A recent investigation into social life at Duke revealed that yes, someone might seem like x, but you just have to get to know them to understand how they’re different from this preconceived notion.
Duke students interact with dozens of peers each day, whether within their solidified friend groups, their same-as-freshman-year clubs, or that Greek crew they always darty with. But a recent investigation by the Department of Sociology unequivocally concluded that the person your friends dislike might seem rude or arrogant or facetious, but that attitude changes once you really get to know them.
“She’s totally genuine,” said one sophomore respondent of a girl he was sleeping with. “I know she seems really condescending to everyone she meets, but once you get to know her, you realize your mistake right away.” Another student interviewed reported something similar. “My friends always stand there silently when I talk to [this guy], and I know they don’t like him. I keep telling them, though–if only they got to know him, they’d know–all those jokes about ‘feminazis’–he doesn’t really believe that.” The student shook her head in frustration as she fiddled with her “The Future is Female” button.
Among the hundreds of students surveyed, 100% said they knew someone who had an undeserved bad reputation. One senior put it perfectly. “Look–everyone is a jerk at one point or another. But the truth is, sometimes you have to put on a total façade. That’s just how the world works!” This student reported that he, like “everyone else” he knew, had two personalities that he switched between depending on the group he was with. Fully cognizant that he comes across as a “huge partier,” for instance, he likes to put on his “intellectual cap” from time to time and spew some “good ol’ philosophical bullshit.”
“You know–show the smart girls I value learning, my education, all that stuff,” he explained.
Some respondents went above and beyond, including anecdotes that captured the nuance of the situation. “I know people say she only hangs out with her other sisters, but she’s literally the most open-minded and understanding person–I literally can’t even tell you how many times she talks about how she wants to meet more people and get outside the Durham bubble,” said the junior, whose friend is just another “victim of false assumptions” based on her verbalized opinions and clear patterns of behavior.
“This crap about her being cliquey or whatever is so dumb,” she elaborated, who met [omitted] during rush freshman year and has stayed by her side ever since—from breakfast, lunch, and dinner to study sessions, power yoga, and super-exclusive parties.
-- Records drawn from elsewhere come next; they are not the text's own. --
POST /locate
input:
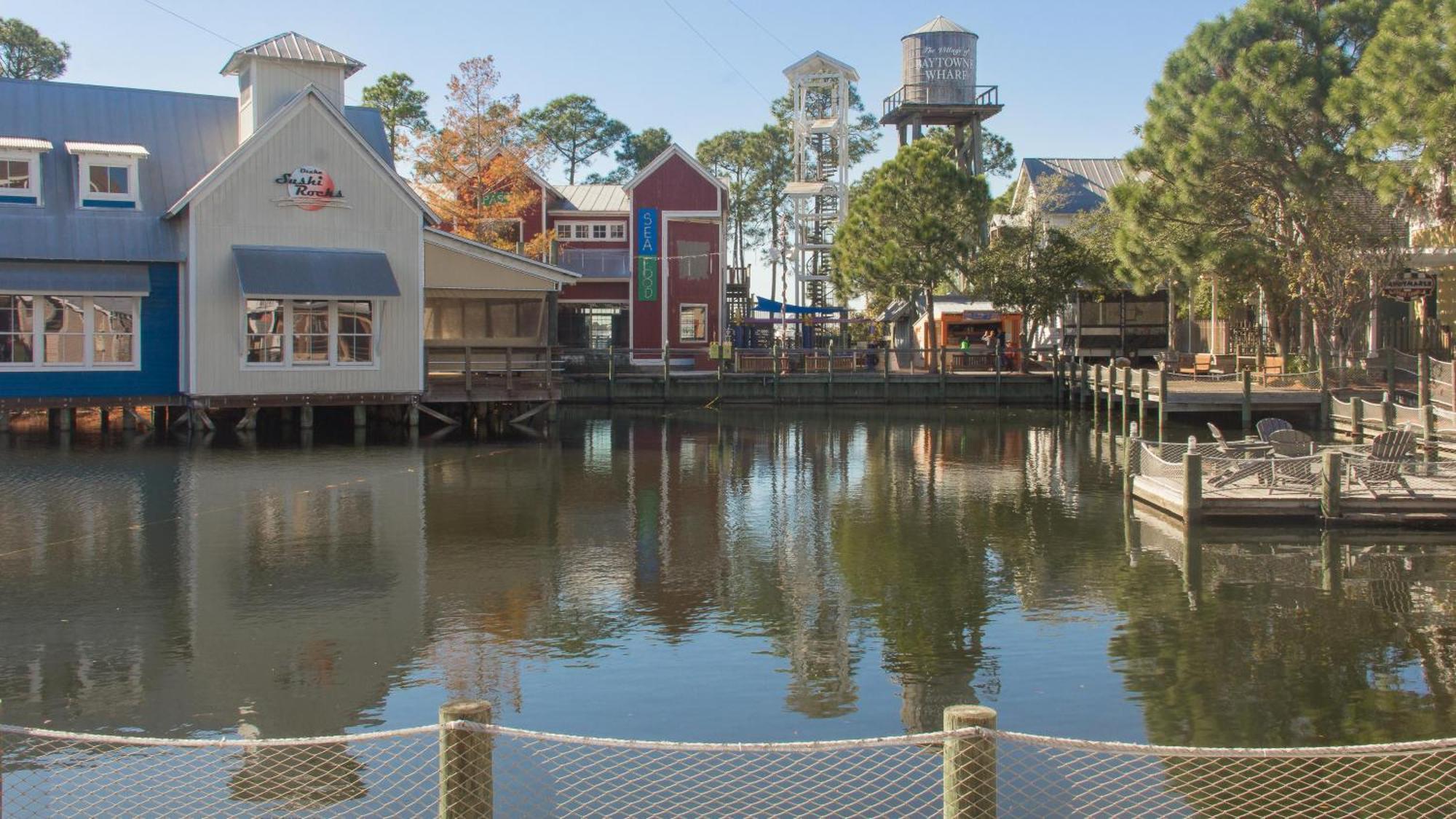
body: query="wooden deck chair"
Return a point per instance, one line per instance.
(1269, 426)
(1384, 467)
(1291, 445)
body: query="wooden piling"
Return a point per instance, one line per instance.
(1163, 404)
(969, 764)
(1193, 484)
(1247, 407)
(1330, 480)
(467, 775)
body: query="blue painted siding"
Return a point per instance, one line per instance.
(161, 318)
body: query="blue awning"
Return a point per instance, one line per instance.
(314, 273)
(75, 279)
(771, 306)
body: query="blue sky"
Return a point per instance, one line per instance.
(1072, 74)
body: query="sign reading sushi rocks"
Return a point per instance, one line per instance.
(309, 189)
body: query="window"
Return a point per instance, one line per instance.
(20, 178)
(308, 333)
(311, 333)
(356, 333)
(592, 231)
(17, 330)
(113, 330)
(692, 323)
(69, 331)
(108, 174)
(264, 331)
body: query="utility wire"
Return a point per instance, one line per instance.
(767, 30)
(228, 40)
(714, 49)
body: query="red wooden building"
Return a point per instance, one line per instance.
(650, 256)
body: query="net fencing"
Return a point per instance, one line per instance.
(477, 769)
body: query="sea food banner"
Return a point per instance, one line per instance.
(647, 251)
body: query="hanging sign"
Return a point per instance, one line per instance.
(647, 232)
(647, 279)
(309, 189)
(1409, 286)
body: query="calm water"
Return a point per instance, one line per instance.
(721, 576)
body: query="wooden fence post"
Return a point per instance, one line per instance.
(1163, 404)
(1247, 408)
(1193, 483)
(1128, 398)
(1330, 484)
(969, 764)
(467, 778)
(1131, 464)
(1423, 379)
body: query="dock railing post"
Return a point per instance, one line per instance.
(1131, 464)
(1128, 398)
(1193, 483)
(1163, 403)
(1423, 379)
(1330, 478)
(1247, 408)
(467, 777)
(969, 764)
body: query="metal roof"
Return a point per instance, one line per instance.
(595, 199)
(120, 149)
(295, 47)
(25, 143)
(187, 136)
(940, 24)
(1088, 180)
(280, 272)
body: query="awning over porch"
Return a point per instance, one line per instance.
(75, 279)
(314, 273)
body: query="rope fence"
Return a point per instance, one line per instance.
(467, 768)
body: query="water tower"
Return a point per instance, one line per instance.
(938, 75)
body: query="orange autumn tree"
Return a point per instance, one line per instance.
(475, 168)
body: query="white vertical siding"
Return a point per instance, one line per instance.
(241, 210)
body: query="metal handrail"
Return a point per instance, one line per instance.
(982, 97)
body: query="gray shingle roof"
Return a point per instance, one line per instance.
(186, 135)
(295, 47)
(1088, 180)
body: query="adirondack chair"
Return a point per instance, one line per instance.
(1292, 462)
(1237, 448)
(1269, 426)
(1384, 467)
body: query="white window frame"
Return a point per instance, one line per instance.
(589, 229)
(34, 158)
(289, 333)
(88, 336)
(681, 309)
(87, 161)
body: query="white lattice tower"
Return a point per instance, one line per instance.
(819, 194)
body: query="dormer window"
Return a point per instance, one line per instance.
(108, 174)
(21, 171)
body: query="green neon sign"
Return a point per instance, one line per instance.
(647, 279)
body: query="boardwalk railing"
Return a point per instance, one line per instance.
(475, 768)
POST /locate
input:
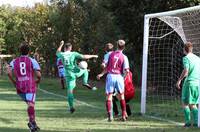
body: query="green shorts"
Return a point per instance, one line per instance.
(71, 76)
(190, 92)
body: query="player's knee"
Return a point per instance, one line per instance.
(109, 97)
(121, 96)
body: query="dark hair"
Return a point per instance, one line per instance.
(188, 47)
(24, 48)
(109, 47)
(67, 45)
(121, 44)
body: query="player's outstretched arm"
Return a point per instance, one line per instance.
(89, 56)
(60, 47)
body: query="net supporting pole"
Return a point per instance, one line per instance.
(144, 65)
(199, 110)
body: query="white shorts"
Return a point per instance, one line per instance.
(61, 72)
(114, 83)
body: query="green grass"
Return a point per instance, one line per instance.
(52, 112)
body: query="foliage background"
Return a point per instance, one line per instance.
(87, 24)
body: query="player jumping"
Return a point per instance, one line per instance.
(72, 71)
(61, 72)
(24, 69)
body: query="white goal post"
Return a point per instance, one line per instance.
(184, 22)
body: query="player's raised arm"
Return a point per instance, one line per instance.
(89, 56)
(60, 47)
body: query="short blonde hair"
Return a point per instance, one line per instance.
(109, 47)
(121, 44)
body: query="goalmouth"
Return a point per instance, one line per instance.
(164, 37)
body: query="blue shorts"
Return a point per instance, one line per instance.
(61, 72)
(28, 97)
(114, 83)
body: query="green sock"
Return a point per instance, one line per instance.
(195, 115)
(187, 115)
(70, 97)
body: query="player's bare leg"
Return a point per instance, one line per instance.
(123, 106)
(109, 107)
(31, 113)
(62, 80)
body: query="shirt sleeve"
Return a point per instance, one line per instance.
(186, 62)
(126, 63)
(105, 59)
(36, 66)
(78, 55)
(59, 54)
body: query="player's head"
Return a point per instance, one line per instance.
(24, 48)
(109, 47)
(68, 47)
(120, 44)
(188, 47)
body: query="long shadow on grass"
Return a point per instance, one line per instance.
(5, 129)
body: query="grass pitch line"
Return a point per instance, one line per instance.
(165, 120)
(64, 97)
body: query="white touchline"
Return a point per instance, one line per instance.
(64, 97)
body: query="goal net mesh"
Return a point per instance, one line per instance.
(167, 35)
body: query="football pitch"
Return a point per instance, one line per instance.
(52, 114)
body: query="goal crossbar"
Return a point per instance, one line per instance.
(146, 37)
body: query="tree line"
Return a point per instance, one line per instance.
(87, 24)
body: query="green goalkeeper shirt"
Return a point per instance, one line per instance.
(192, 63)
(69, 59)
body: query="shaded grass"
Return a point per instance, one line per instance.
(52, 112)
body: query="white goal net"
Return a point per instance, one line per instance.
(164, 37)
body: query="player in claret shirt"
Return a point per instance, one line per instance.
(21, 72)
(117, 67)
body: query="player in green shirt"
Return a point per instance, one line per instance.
(190, 89)
(72, 71)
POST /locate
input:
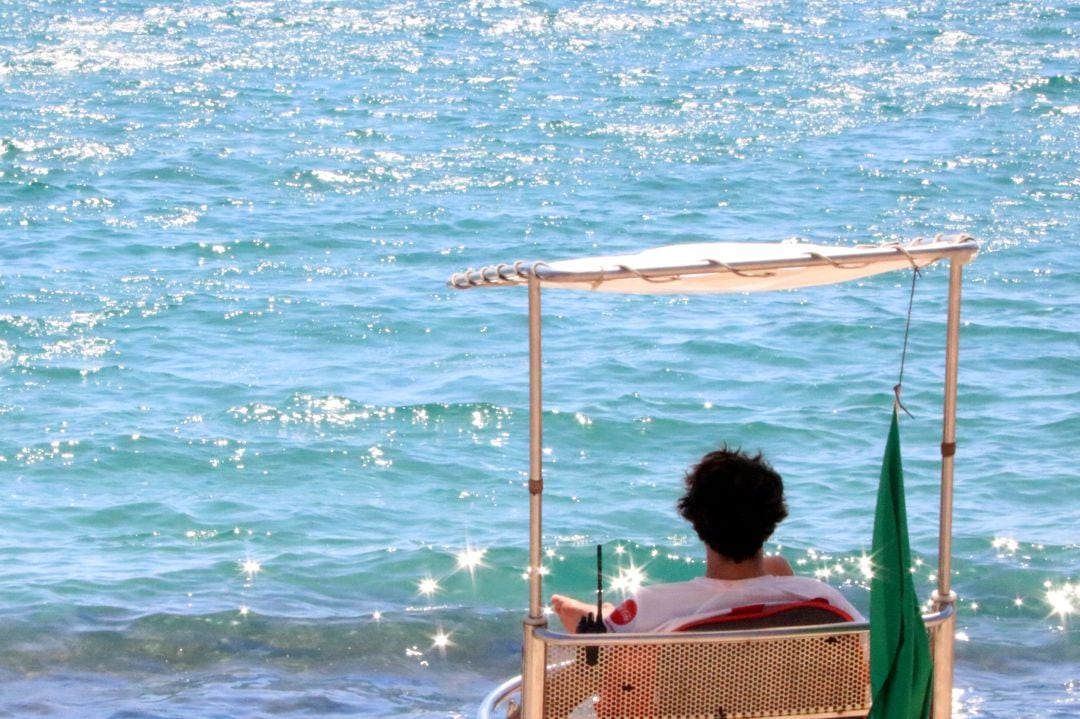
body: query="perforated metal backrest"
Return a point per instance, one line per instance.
(691, 677)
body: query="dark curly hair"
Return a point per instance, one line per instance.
(734, 502)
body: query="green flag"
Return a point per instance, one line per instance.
(901, 670)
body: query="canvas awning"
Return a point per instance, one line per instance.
(723, 267)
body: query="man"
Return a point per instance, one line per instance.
(734, 502)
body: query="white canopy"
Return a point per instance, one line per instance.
(723, 267)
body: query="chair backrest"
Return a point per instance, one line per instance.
(741, 672)
(763, 616)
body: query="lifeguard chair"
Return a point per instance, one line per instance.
(799, 664)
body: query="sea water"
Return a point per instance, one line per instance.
(257, 460)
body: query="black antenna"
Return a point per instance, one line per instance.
(599, 582)
(594, 623)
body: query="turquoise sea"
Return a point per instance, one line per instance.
(257, 460)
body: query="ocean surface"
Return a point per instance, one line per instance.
(257, 460)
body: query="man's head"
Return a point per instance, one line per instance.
(734, 502)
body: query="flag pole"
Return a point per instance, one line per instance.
(944, 598)
(532, 655)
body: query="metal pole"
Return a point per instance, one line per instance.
(534, 655)
(944, 635)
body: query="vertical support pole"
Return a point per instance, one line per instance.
(534, 652)
(944, 597)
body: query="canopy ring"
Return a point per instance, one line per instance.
(741, 273)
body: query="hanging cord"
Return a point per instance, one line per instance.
(907, 331)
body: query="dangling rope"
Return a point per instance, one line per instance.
(907, 331)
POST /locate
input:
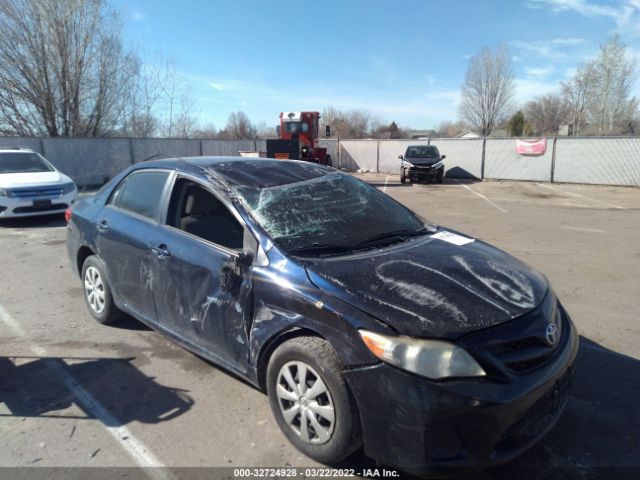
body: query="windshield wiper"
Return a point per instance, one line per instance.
(321, 248)
(399, 234)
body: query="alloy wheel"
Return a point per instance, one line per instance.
(305, 402)
(94, 290)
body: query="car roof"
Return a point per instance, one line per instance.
(243, 171)
(15, 150)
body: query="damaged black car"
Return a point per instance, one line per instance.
(365, 324)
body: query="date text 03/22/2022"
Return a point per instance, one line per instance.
(293, 472)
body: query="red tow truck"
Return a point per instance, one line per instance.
(298, 138)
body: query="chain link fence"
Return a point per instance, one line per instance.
(592, 160)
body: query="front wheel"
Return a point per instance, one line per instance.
(328, 161)
(311, 400)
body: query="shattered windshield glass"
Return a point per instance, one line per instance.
(334, 209)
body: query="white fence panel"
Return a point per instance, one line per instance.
(502, 162)
(602, 161)
(358, 155)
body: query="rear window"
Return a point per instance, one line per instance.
(425, 151)
(141, 193)
(26, 162)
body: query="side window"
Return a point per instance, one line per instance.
(195, 210)
(140, 193)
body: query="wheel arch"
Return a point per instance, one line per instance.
(83, 253)
(273, 343)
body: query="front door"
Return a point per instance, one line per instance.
(201, 235)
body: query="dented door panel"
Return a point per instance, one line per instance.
(191, 303)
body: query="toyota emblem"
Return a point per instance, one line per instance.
(551, 333)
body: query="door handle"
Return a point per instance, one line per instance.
(103, 226)
(161, 251)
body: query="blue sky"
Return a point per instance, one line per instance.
(401, 60)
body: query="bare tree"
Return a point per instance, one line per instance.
(265, 131)
(576, 94)
(488, 88)
(545, 114)
(449, 129)
(63, 68)
(351, 123)
(238, 127)
(611, 104)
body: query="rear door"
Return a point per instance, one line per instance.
(200, 237)
(127, 227)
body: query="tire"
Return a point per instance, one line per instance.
(94, 280)
(338, 434)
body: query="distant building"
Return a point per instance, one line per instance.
(467, 134)
(423, 134)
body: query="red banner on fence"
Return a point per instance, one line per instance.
(531, 148)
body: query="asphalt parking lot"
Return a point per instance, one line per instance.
(74, 393)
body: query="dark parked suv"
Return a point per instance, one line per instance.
(365, 324)
(421, 162)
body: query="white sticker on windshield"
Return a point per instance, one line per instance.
(452, 238)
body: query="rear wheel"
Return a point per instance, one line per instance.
(97, 293)
(311, 401)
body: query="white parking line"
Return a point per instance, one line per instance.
(581, 196)
(137, 450)
(493, 204)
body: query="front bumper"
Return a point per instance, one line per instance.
(425, 427)
(11, 207)
(417, 174)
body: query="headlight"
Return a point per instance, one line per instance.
(68, 187)
(434, 359)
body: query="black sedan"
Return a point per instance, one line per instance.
(421, 162)
(364, 323)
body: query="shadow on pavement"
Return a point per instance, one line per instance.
(41, 221)
(47, 386)
(596, 437)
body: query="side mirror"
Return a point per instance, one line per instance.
(231, 272)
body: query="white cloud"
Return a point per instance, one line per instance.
(138, 16)
(529, 88)
(626, 15)
(554, 48)
(540, 72)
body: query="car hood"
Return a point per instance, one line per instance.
(9, 180)
(432, 288)
(422, 161)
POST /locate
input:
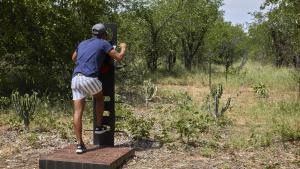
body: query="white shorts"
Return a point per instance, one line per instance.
(82, 86)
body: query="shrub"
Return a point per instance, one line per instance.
(25, 106)
(213, 101)
(5, 102)
(260, 89)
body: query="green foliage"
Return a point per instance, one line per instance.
(212, 101)
(261, 90)
(140, 127)
(190, 127)
(286, 125)
(149, 90)
(25, 106)
(5, 102)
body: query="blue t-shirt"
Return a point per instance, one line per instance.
(90, 56)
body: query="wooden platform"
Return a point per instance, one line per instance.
(94, 158)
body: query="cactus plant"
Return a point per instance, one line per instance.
(24, 106)
(149, 90)
(213, 100)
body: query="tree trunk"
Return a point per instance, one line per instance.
(210, 72)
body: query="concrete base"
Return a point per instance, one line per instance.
(94, 158)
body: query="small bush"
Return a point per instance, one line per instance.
(260, 90)
(25, 106)
(5, 102)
If only people would come to section more, she commented, they would really know this cliquey-ness is just a myth.
Another spoke of his roommate’s apparent Pratt-over-Trinity arrogance. “I know that’s the front he puts on, but [he]’s really a down-to-earth and super compassionate guy.” His roommate might call Philosophy majors unemployable and unskilled idealists, for example, but he’s “fully aware” that “those majors are obviously super hard too, probably.” When asked about his major, the student answered, “Yeah, so I’m ECE/BME with a focus in healthcare systems, but I’m probably gonna grab an easy CS minor while I’m at it.”
For such a smart and socially-aware student body, many undergrads agree, it’s a “ridiculous expectation” that we judge our peers by what they do, what they say, and “all that other tangible stuff.” Assuming people are shallow just because they refuse to engage about anything other than money, drugs, and their Goldman interview is just like associating irresponsibility with drinking the night before a 9:00 midterm.
The sample size of the investigation was large enough, reports the Department of Sociology, that the conclusions reached could be realistically applied to the remainder of the student body. As the abstract summarizes, “Most Duke students with a perceived personality archetype are actually totally different than said image.” In 99% of cases, getting to know the real personality behind the mask unveils a caring, passionate, and genuine individual who really acts in accordance with their values.
Monday Monday hopes this piece will enlighten Duke students to overcome their wildly flawed first impressions and rejoice in solidarity.